Originally Posted by
crhilton
Okay. Thanks for the list. I'm gonna go puke now.
I always like to see how a statistic is split up in its entirety. It tells you more about the assumptions which were made while forming it.
sorry for the gorey details. I forget not everyone has the stomach for that stuff I do. I wanted to be an EMT at one point, and have spent a large part of my life around hospitals. My mother is also an RN, so even when we dine together, a lot of the discussion is about patients and medical stuff. It's par for the course, and I get so used to it, that I forget not everyone is.
I also completely understand the desire to break everything down. Being an engineer, that sort of thing is in my nature, too. The more information you have, the better and clearer the whole picture becomes. Even a bit of omitted or missing data can skew an entire study, if that bit of data is important.

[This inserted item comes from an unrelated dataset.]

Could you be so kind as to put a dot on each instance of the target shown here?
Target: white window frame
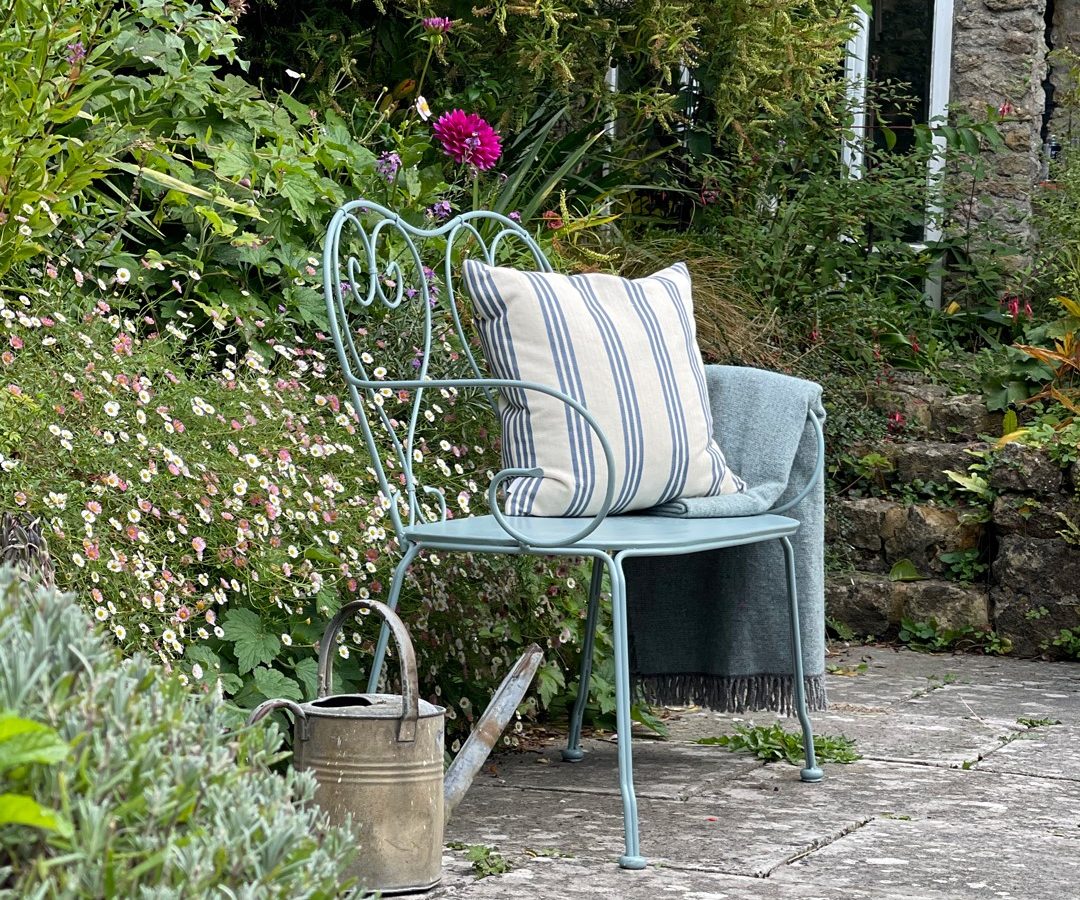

Originally Posted by Jaeger
...he should have been able to get up, see to his other injuries and then pose cheerfully for a picture with his cracked helmet. Instead an impact to the head with the helmet on still produced a very serious head injury. <snipped>
OK, the helmet's foam and plastic again absorbs some of the energy of the impact. Without that layer of protection there, he probably would have suffered bleeding into the brain, a crushed skull, or any number of other injuries that could have proven fatal. While we have no way to know what really would have happened without a helmet, I feel it's safe to say that whatever the helmet did absorb from the crash, is that much less his head had to take in damage.
If you wanted him to get up and dust off, he should have been wearing a full exo-skelital body armor suit, like some of the MTB guys wear in downhill. You know the ones, with the hard plastic skid plate armor on the fore and upper arms, a body shell, thighs and shins, HANS device-like whiplash brace, etc.